Reverse P/Invoke Marshaling Performance
Platform Invoke allows managed code to call unmanaged functions exported by an DLL. While the reverse P/Invoke allows managed code to pass a managed delegate as a callback to native code.
Both P/Invoke and Reverse P/Invoke requires parameter marshaling between managed code and native code. However, they may have different marshaling performance characteristics.
The example below shows three ways to marshal a string in reverse p/invoke, and the performance of each.
First the native code:
#include "stdafx.h"
typedef void (*RunTest)(LPWSTR string);
void WINAPI PerfTest(RunTest test, int length, int loop)
{
LPWSTR string = new WCHAR[length+1];
LARGE_INTEGER begin;
LARGE_INTEGER end;
for(int i=0;i<length;i++) string[i]=L'a';
string[length]=L'\0';
printf("runnning function %p %d time with string of length %d.\n", test, loop, length);
if (loop >0)
{
QueryPerformanceCounter(&begin);
for(int i=0;i<loop;i++)
{
test(string);
}
QueryPerformanceCounter(&end);
printf("Total CPU Cycle: %I64d.\n", end.QuadPart - begin.QuadPart);
printf("Average CPU Cycle: %I64d.\n", (end.QuadPart - begin.QuadPart)/loop);
}
delete[] string;
}
And the managed code:
using System;
using System.Runtime.InteropServices;
public class Test
{
public static void Main(string[] args)
{
if (args.Length != 2)
{
Console.WriteLine("Usage: rpinvoke stringlength loopcount");
return;
}
int length = Int32.Parse(args[0]);
int loop = Int32.Parse(args[1]);
Console.WriteLine("Testing MarshalAs(UnamangedType,LPWStr) with string length {0}.", length);
PerfTest(Target1, length, loop);
Console.WriteLine("Testing Marshal.PtrToStringUni with string length {0}.", length);
PerfTest(Target2, length, loop);
Console.WriteLine("Testing new string((char *) with string length {0}.", length);
PerfTest(Target3, length, loop);
}
static void Target1(string _str)
{
}
static void Target2(IntPtr _str)
{
string str = Marshal.PtrToStringUni(_str);
}
unsafe static void Target3(IntPtr _str)
{
string str = new string((char*)_str);
}
public delegate void CallBackDelegate(IntPtr str);
public delegate void CallBackDelegate2([MarshalAs(UnmanagedType.LPWStr)]string str);
[DllImport("nativedll.dll")]
internal static extern void PerfTest(CallBackDelegate callback, int length,int loop);
[DllImport("nativedll.dll")]
internal static extern void PerfTest(CallBackDelegate2 callback, int length, int loop);
}
And the result:
C:\temp>rpinvoke.exe
Usage: rpinvoke stringlength loopcount
C:\temp>rpinvoke.exe 10 1000000
Testing MarshalAs(UnamangedType,LPWStr) with string length 10.

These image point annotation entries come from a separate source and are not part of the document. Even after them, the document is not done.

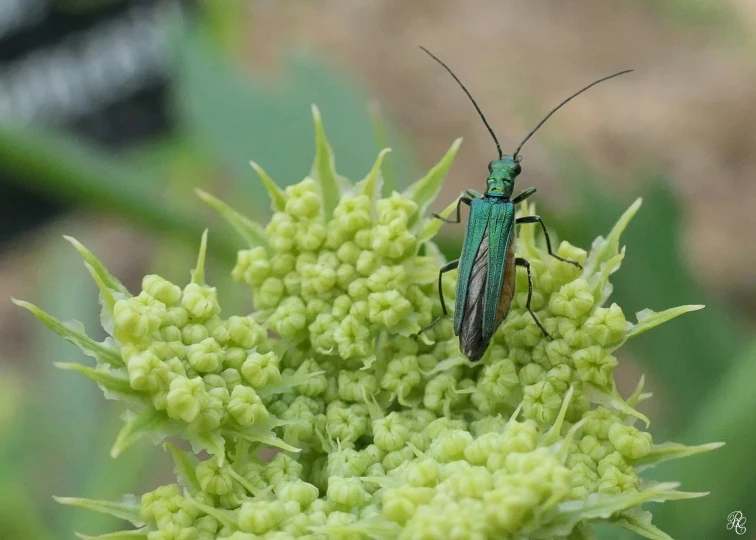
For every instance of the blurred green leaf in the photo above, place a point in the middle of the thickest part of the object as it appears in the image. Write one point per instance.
(683, 357)
(19, 517)
(74, 171)
(238, 117)
(726, 414)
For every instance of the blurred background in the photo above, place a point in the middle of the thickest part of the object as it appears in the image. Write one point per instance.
(113, 111)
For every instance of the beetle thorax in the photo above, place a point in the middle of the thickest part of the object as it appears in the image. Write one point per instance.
(501, 177)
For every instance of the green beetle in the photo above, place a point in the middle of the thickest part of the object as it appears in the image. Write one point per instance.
(486, 279)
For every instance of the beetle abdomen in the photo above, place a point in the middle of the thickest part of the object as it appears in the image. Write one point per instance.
(507, 284)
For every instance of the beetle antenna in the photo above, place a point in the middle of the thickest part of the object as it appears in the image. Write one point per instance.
(555, 109)
(498, 146)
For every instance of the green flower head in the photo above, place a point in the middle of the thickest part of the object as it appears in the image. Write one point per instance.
(378, 433)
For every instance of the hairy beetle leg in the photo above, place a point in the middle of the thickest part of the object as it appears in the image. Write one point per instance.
(466, 200)
(537, 219)
(448, 267)
(519, 261)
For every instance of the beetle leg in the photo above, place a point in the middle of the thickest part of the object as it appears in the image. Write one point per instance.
(519, 261)
(463, 199)
(537, 219)
(524, 195)
(448, 267)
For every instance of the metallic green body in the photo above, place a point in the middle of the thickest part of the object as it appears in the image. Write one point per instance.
(492, 219)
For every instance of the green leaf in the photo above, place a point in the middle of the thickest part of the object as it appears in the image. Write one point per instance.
(116, 384)
(249, 230)
(324, 169)
(640, 523)
(277, 197)
(120, 535)
(382, 142)
(198, 274)
(144, 424)
(184, 467)
(425, 190)
(611, 399)
(648, 319)
(371, 184)
(431, 226)
(98, 269)
(600, 506)
(725, 413)
(69, 332)
(127, 509)
(668, 451)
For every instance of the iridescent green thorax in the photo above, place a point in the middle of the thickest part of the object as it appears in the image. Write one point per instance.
(501, 177)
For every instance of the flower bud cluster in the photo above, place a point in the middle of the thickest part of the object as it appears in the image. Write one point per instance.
(337, 282)
(197, 367)
(385, 434)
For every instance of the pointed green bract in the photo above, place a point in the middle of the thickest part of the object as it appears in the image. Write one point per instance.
(320, 414)
(323, 169)
(372, 184)
(127, 509)
(432, 226)
(381, 138)
(145, 424)
(120, 535)
(668, 451)
(648, 319)
(277, 197)
(184, 467)
(640, 524)
(198, 274)
(113, 383)
(97, 268)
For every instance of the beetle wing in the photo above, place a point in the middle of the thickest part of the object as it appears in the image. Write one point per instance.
(471, 340)
(480, 210)
(500, 226)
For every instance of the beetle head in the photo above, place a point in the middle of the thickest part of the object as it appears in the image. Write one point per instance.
(501, 177)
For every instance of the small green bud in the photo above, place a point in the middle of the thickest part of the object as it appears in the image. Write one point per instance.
(388, 308)
(630, 442)
(595, 365)
(200, 301)
(573, 300)
(260, 517)
(261, 370)
(348, 253)
(161, 289)
(282, 468)
(138, 317)
(192, 334)
(246, 407)
(450, 446)
(270, 294)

runnning function 0034209A 1000000 time with string of length 10.
Total CPU Cycle: 3278641482.
Average CPU Cycle: 3278.
Testing Marshal.PtrToStringUni with string length 10.
runnning function 003421D2 1000000 time with string of length 10.

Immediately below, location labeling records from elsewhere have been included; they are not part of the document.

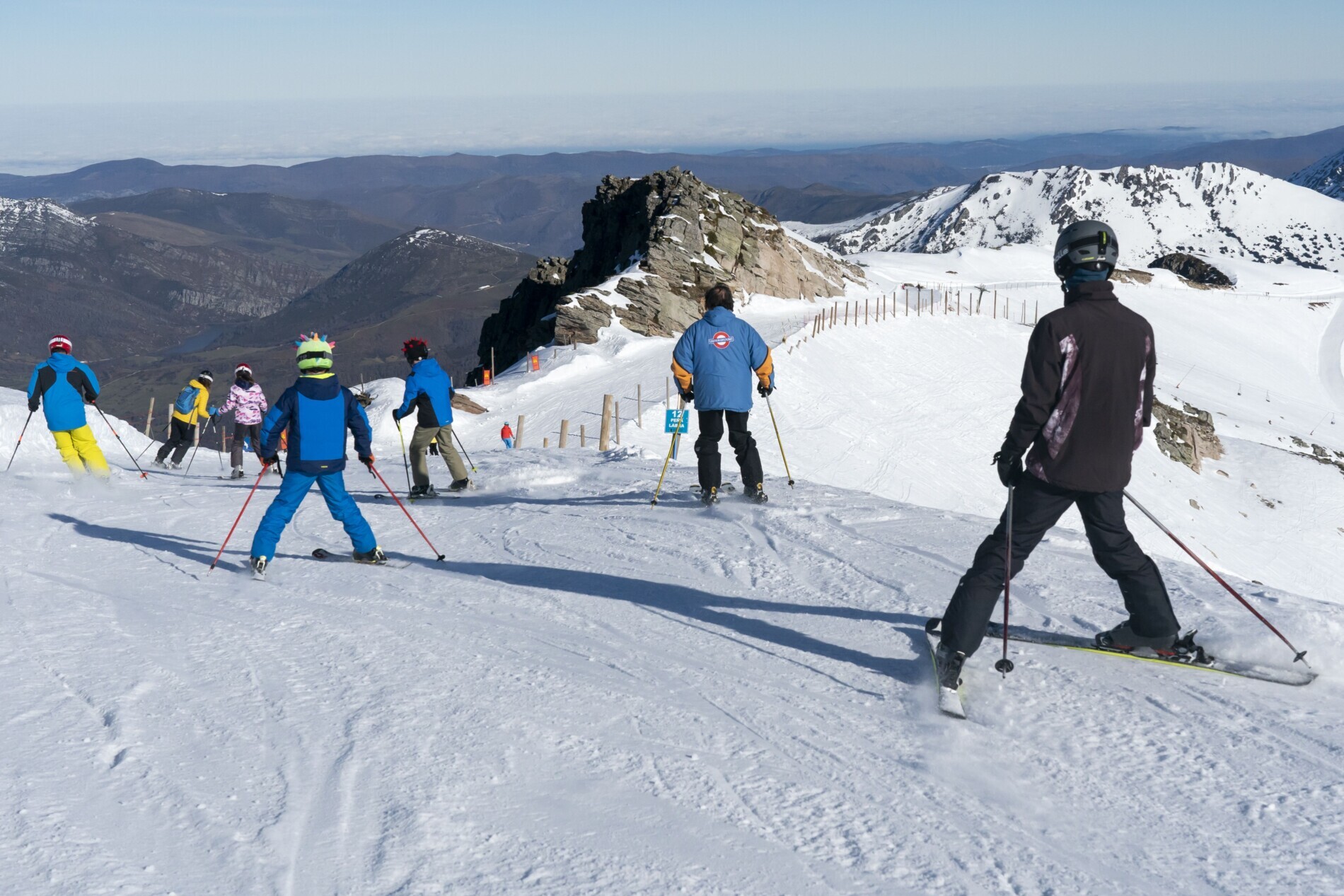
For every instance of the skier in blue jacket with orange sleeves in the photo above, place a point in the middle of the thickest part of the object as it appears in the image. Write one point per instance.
(714, 363)
(316, 410)
(62, 386)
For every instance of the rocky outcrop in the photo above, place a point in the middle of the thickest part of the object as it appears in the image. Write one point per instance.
(651, 249)
(1186, 434)
(1196, 272)
(1326, 176)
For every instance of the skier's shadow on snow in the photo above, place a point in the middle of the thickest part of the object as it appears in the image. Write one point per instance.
(712, 610)
(168, 543)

Total CPU Cycle: 2944844982.
Average CPU Cycle: 2944.
Testing new string((char *) with string length 10.
runnning function 003422E2 1000000 time with string of length 10.
Total CPU Cycle: 227894670.
Average CPU Cycle: 227.
C:\temp>rpinvoke.exe 100 1000000
Testing MarshalAs(UnamangedType,LPWStr) with string length 100.

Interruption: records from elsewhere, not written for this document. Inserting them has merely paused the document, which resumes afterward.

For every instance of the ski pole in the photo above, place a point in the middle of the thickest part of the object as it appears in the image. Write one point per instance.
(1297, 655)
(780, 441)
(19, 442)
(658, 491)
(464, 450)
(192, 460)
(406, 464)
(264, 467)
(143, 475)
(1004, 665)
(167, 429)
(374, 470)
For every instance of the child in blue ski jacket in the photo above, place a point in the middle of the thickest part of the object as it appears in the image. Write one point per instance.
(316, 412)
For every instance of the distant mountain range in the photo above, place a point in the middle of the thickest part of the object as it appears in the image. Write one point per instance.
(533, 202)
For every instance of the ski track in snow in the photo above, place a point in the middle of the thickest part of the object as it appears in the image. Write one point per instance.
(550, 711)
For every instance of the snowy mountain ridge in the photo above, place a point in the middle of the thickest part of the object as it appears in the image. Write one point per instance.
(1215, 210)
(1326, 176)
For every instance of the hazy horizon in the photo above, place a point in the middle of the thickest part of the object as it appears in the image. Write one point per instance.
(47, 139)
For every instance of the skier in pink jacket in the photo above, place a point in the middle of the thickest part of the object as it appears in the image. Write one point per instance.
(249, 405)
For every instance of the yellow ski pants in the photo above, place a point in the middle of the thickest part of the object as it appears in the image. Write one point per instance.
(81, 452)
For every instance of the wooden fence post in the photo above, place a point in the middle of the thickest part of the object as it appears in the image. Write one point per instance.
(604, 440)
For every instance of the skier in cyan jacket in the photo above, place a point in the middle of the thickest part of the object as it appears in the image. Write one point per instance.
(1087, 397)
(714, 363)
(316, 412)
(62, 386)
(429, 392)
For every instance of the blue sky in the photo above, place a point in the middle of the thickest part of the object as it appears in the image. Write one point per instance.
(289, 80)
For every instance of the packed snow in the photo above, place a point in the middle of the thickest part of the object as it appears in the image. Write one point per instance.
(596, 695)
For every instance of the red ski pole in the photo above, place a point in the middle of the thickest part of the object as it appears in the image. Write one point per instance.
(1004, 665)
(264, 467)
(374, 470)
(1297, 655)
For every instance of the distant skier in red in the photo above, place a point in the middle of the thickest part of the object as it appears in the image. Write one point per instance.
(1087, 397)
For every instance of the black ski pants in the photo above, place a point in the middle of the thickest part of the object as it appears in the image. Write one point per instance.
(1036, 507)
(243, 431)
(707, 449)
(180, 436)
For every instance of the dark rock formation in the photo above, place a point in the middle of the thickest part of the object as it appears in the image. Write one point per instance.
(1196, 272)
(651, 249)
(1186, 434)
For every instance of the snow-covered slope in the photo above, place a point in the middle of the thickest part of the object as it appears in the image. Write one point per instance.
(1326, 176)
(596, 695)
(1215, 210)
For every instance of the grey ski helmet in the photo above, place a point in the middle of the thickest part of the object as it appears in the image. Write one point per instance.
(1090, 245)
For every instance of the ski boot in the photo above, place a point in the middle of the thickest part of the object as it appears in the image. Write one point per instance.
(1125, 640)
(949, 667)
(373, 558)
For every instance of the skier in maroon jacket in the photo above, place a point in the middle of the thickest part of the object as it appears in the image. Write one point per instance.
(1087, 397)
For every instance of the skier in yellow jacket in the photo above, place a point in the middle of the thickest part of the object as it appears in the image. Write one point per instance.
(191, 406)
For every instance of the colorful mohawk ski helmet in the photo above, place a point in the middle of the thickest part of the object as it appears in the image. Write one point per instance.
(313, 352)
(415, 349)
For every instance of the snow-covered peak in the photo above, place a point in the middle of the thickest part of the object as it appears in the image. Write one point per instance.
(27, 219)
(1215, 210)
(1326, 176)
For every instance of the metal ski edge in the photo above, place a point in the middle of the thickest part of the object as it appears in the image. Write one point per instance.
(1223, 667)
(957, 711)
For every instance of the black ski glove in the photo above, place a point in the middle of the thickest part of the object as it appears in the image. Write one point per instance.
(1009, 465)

runnning function 0034209A 1000000 time with string of length 100.
Total CPU Cycle: 4376874681.
Average CPU Cycle: 4376.
Testing Marshal.PtrToStringUni with string length 100.
runnning function 003421D2 1000000 time with string of length 100.
Total CPU Cycle: 4277364030.
Average CPU Cycle: 4277.
Testing new string((char *) with string length 100.
runnning function 003422E2 1000000 time with string of length 100.
Total CPU Cycle: 825768279.
Average CPU Cycle: 825.
In both cases, the first two methods have roughly the same performance. The third method is significantly faster than the first two. For small strings (10 characters) the difference is more than 10x. For larger strings (100 characters), the difference is smaller, but is still about 5x.
Comments
Anonymous
July 09, 2007
Can you explain why there is such a large difference?Anonymous
July 10, 2007
Yeah, I wondered that. So I fired up .Net Reflector. Marshal.PtrToStringUni allocates a StringBuilder, copies in the new string data, then allocates a new string from the StringBuilder. In other words, it seems to be doing twice as much work as necessary. (The further overhead may be extra GC work, but I'm speculating.) This should probably be filed as a performance bug.